- Muganja hills Location within Democratic Republic of the Congo

Highest point
- Elevation: 2,000 m (6,600 ft)
- Coordinates: 6°41′16″S 29°21′45″E﻿ / ﻿6.68771°S 29.362593°E

Geography
- Country: Democratic Republic of the Congo
- Province: Katanga
- Range coordinates: 6°37′31″S 29°23′29″E﻿ / ﻿6.625391°S 29.391518°E

= Muganja hills =

The Muganja hills (Monts Mugandja) are a range in the Tanganyika District of Katanga Province in the Democratic Republic of the Congo, to the south of Kalemie.

The Kyimbi River originates in the Muganja plateau at a height of 6560 ft.
It has a series of falls over a distance of 2 mi, with the largest 300 to 500 ft high.
The total drop is over 2500 ft.
The Muganja massif contains the Lukuga coalfield near Kalemie.

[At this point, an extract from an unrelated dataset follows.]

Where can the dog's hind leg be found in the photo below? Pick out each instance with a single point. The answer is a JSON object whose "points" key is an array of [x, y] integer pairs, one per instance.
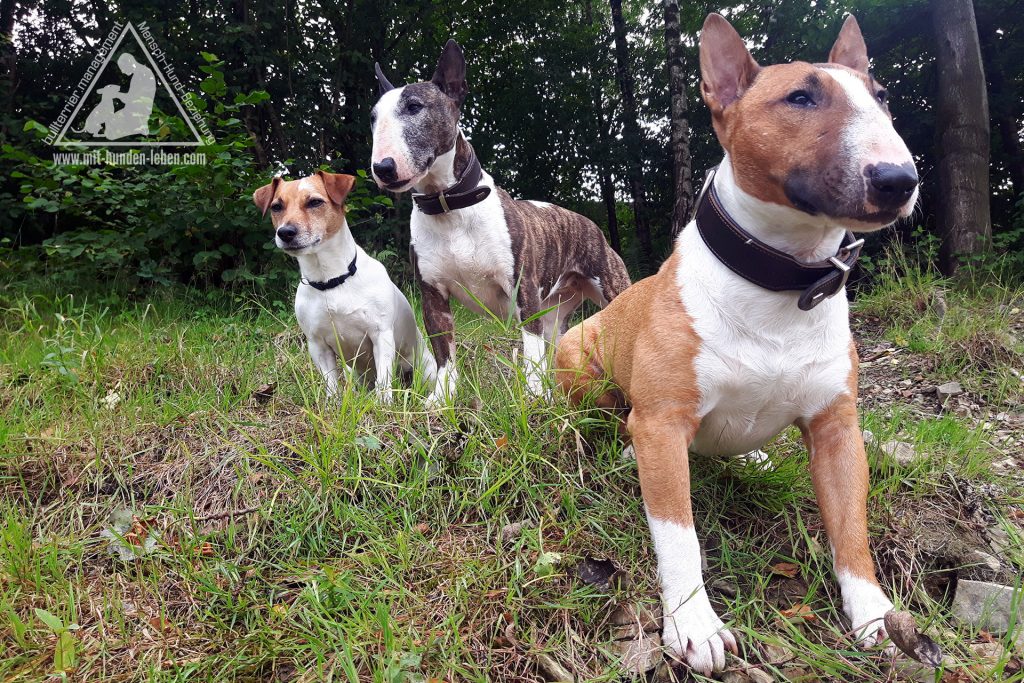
{"points": [[535, 348], [839, 472], [579, 372]]}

The Muganja hills lie to the north of the Marungu massif, which as of 2008 had almost all been converted to farmland or pasture.
However, the Muganja hills in 2008 were surrounded by a large area of Miombo woodland and riverine forest.
A survey that year found evidence of chimpanzee, baboon, blue monkey and bushpig in the forest to the north of the hills.
About 59 chimpanzees were estimated to be present.